Insafi ditarik dengan paksa, mereka kembali berjalan ke kursi taman tadi, Febi mencari-cari berkas yang tadi dibuangnya, juga mengambil sepatu yang sudah dilemparkannya itu.
“Baca! Ini semua riwayat pendidikanku, juga daftar sekolah, pengalaman kerja dan semuanya, data-dataku lengkap semuanya di sini. Lihat, ini surat keterangan berkelakuan baik, kau bisa mengeceknya satu-persatu.”
Insafi masih tetap bengong. Dia memeriksa semua dokumen yang ditunjukkan Febi. Benar, dia perempuan yang baik, seorang pekerja keras yang tangguh dan mandiri. Tapi menikah? Mimpi apa dia semalam.
“Kamu sedang frustasi, Bi, jangan membuat keputusan saat kondisimu tidak stabil. Kita bahkan baru berkenalan.”
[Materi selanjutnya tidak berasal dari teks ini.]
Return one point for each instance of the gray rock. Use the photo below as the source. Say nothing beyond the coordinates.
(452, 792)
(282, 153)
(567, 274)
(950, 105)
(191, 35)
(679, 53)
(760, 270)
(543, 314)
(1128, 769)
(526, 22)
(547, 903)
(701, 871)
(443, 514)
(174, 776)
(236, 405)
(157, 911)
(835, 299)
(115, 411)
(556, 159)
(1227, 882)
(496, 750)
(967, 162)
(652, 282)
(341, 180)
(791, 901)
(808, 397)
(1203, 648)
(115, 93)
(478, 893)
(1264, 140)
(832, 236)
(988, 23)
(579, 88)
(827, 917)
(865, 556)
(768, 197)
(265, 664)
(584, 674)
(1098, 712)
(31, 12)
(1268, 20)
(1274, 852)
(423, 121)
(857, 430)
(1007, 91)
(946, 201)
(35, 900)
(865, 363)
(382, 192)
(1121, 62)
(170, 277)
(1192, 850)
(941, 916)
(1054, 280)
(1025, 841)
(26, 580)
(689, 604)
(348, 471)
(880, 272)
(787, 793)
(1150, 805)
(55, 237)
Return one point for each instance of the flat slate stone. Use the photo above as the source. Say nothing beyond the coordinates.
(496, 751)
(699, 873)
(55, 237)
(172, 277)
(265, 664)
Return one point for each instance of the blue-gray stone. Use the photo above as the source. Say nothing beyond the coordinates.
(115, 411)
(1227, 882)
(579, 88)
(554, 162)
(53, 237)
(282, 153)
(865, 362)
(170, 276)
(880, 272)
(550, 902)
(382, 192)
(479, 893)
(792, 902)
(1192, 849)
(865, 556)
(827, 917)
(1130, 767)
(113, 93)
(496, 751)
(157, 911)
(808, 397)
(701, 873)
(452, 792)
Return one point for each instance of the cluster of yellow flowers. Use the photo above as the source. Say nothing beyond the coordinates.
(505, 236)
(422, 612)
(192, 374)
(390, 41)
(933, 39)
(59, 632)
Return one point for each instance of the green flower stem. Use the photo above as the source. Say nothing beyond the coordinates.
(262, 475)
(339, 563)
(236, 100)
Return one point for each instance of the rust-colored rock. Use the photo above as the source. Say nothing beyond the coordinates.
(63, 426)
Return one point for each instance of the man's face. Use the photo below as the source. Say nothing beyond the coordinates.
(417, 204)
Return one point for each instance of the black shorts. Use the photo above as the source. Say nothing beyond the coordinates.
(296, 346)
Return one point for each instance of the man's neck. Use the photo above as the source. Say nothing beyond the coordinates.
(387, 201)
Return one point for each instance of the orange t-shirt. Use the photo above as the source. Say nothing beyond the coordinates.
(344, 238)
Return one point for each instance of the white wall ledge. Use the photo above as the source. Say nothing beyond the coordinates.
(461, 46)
“Tidak, aku baik-baik saja. Ayo kita menikah di kampungmu saja dan buka usaha di sana, kita tinggalkan kota ini dan hidup dalam damai. Aku bukan perempuan cengeng yang tidak bisa bekerja kasar, kau mau aku jadi apapun akan kusanggupi.”
Insafi mengeluarkan ponselnya, meminta Febi bicara pada orang tuanya. Ponsel itu langsung disambar dan Febi bicara dengan lancar, meminta restu mereka dan dalam dua hari akan pulang ke kampung, menikah dan bekerja. Insafi yang pada mulanya hanya memberikan gertakan sekarang benar-benar terperangah. Dia mengira Febi tak akan sanggup melakukannya, namun perempuan itu diluar perkiraan.
“Ibumu terkejut, itu pasti, dua hari lagi kita akan pulang. Ayo, sekarang kau pulang dan dua hari lagi kita akan pulang kampung. Kuselesaikan semua keperluanku dan selanjutnya aku adalah milikmu.”
“Bagaimana dengan orang tuamu, mereka tidak akan menerimaku sebagai pengangguran.”
Febi menggeleng. “Mereka sudah tidak ada lagi, aku anak yatim piatu. Tapi jika mereka masih hidup pun, mereka pasti akan memberikan restu. Sekarang izinkan aku menyalami calon suamiku untuk pertama kalinya.”
Insafi mengulurkan tangannya, perempuan itu mencium punggung tangan Insafi dengan bergetar. Labih daripada itu, hatinya lebih berdentam hebat.
“Dunia memang adil,” gumamnya sendiri. “Tuhan maha adil.”